He chuckles. Above them, the billboard changes to a deep, royal blue, static all the while.
You’re supposed to be the smart one. Can’t you figure it out?
He walks to the roof edge, the wide space between buildings stretching out before him. In the Strip, she calls places like those wind corridors. Highways so they can get to the scene of a crime as quick as possible, with the least amount of damage.
Here there’s no wind. Here, in Intermission, there is nothing but dead space. Between issues, between lives, between meaning.
She takes a slow and careful step forward. In the blue light, his mask seems so plastic, so unreal. But the darkness in his eyes are realer than anything in the world. You don’t know what you’re talking about, Fright. Step away from that ledge.
Think about it hard. Real hard. Look at where we are.

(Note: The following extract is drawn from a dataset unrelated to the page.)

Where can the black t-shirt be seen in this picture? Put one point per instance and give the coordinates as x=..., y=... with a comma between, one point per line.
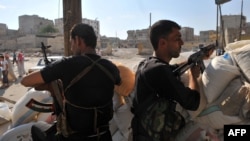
x=160, y=77
x=95, y=89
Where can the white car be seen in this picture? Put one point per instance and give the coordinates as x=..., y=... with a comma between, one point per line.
x=41, y=63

They’re on a flat roof, concrete stained with sepia. The sun’s setting, but it’s grey. The only thing that has color are the billboards, empty shadows, reds, blues, oranges. Even the buildings, so bright and beautiful in the Strip, are lifeless.

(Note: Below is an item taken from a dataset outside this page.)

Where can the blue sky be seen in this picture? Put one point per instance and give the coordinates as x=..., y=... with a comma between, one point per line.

We’re on a roof, Fright. Why are you on the edge? You hate heights.
It’s not real, Pilgrim. It’s not real, Cassandra.
You’re talking like Candyman now.
Even as she says the words, she realizes a profound, stark difference in between Candyman’s condition, and the Fright’s. Where Candyman is resigned, the Fright is determined. Where Candyman is stable, Fright seems… on edge. Literally, figuratively, he looks like he’s about to burst, and that’s with the mask on.
Candyman warned her to stay in her lane, said she wasn’t asking the right questions. Looking at Fright right now, at the slow shake of his shoulders, the twitch of his wrists, the fragility in the way he stands, makes her wonder if this was where the wrong questions led.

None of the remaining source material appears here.